Neferkare Amenemnisu was an ancient Egyptian pharaoh, the second king of the 21st Dynasty.

==Family==
===Parentage and Siblings===
Amenemnisu may have been the son of Smendes and born to Tentamun B, the daughter of Ramesses XI. Thus, he was the maternal grandson of Ramesses XI, the last ruler of the 20th Dynasty.
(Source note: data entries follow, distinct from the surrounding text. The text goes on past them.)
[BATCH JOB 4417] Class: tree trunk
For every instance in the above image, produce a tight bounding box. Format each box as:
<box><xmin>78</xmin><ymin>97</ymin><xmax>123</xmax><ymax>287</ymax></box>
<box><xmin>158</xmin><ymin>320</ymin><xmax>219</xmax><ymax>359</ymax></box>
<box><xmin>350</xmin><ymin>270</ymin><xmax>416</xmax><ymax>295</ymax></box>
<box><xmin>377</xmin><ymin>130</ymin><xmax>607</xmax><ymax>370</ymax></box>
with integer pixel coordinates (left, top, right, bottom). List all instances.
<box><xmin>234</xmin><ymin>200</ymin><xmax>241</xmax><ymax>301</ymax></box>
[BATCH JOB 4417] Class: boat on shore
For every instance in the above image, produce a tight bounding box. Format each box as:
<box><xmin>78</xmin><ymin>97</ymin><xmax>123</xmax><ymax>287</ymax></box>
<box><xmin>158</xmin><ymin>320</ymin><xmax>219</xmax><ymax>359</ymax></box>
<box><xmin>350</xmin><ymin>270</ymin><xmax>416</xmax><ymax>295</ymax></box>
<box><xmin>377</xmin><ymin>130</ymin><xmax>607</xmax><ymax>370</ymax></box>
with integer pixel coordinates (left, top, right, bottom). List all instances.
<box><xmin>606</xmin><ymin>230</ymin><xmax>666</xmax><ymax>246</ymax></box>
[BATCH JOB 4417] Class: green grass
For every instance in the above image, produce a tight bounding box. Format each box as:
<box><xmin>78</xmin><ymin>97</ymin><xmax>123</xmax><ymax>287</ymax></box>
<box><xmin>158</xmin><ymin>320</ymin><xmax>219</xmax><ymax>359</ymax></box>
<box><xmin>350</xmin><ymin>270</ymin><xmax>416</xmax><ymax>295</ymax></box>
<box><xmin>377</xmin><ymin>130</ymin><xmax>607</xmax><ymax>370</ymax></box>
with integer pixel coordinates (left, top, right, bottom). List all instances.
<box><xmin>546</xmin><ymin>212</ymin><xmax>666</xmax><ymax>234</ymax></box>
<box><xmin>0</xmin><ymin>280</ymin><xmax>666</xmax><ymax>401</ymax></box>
===Marriages and Children===
No wives or children are known.

==Reign==
Amenemnisu succeeded Smendes on the throne.

Reign of Amenemnisu
| Reg Yr | Event |
|---|---|
| 00 | Accession Year of Amenemnisu |
| 01 | Amenemnisu celebrates the start of his reign on 1 Akhet Day 1 (New Year). |
| 02 | - |
| 03 | - |
| 04 | Amenemnisu dies. Accession Year of Psusennes I. |

===Lower Egypt===
Amenemnisu's existence was only confirmed in 1940 when the Tanite tomb of his successor Psusennes I was discovered by Pierre Montet: a gold bow cap inscribed with both Amenemnisu's royal name, Neferkare, and that of his successor Psusennes I was found within the tomb. Previously, his existence had been doubted as no objects naming him had been discovered. However, the memory of his short rule as the second pharaoh of the 21st Dynasty was preserved in Manetho's Epitome as a king Nephercheres who is assigned a short reign of four years.

===Upper Egypt===
====Pardon of rebellions====
While his reign is generally obscure, the then High Priest of Amun at Thebes, Menkheperre, is known to have pardoned several leaders of a rebellion against the High Priest's authority during Amenemnisu's reign. These rebels had previously been exiled to the Western Oasis of Egypt in Year 25 of Smendes. These events are reported on the so-called Banishment Stela (Louvre C. 256), likely made during the brief reign of Amenemnisu.

===Reign Length===
Amenemnisu is thought to have ruled about 4 regnal years.

Manetho assigns him a reign of four years under the name Nephercheres, the Greek rendering of Amenemnisu's throne name, Neferkare. Manetho's Aegyptiaca only exists in fragments and summaries by later writers, Africanus (Syncellus) lists Nephercherês (the third king in his sequence) as reigning for 4 years, Eusebius (Syncellus) lists Nephercherês with a reign of 4 years, Armenian Version of Eusebius records Nephercheres as ruling for 4 years. However, there are discrepancies in Manetho's record regarding the chronology, Nephercheres being placed after Psusennes I.

A gold bow cap found by Pierre Montet, confirms he was actually the second king and Psusennes' predecessor. Before the 1940 discovery of that bow cap, Amenemnisu was known only through Manetho’s lists, leading some early historians to doubt his existence.

===Succession===
Amenemnisu was not succeeded by any of his children, but by his cousin Psusennes I - another maternal grandson of Ramesses XI.

==Burial==
At Tanis, Amenemnisu was buried along with his successor Psusennes I (NRT III). No tomb with the name of Amenemnisu have been found.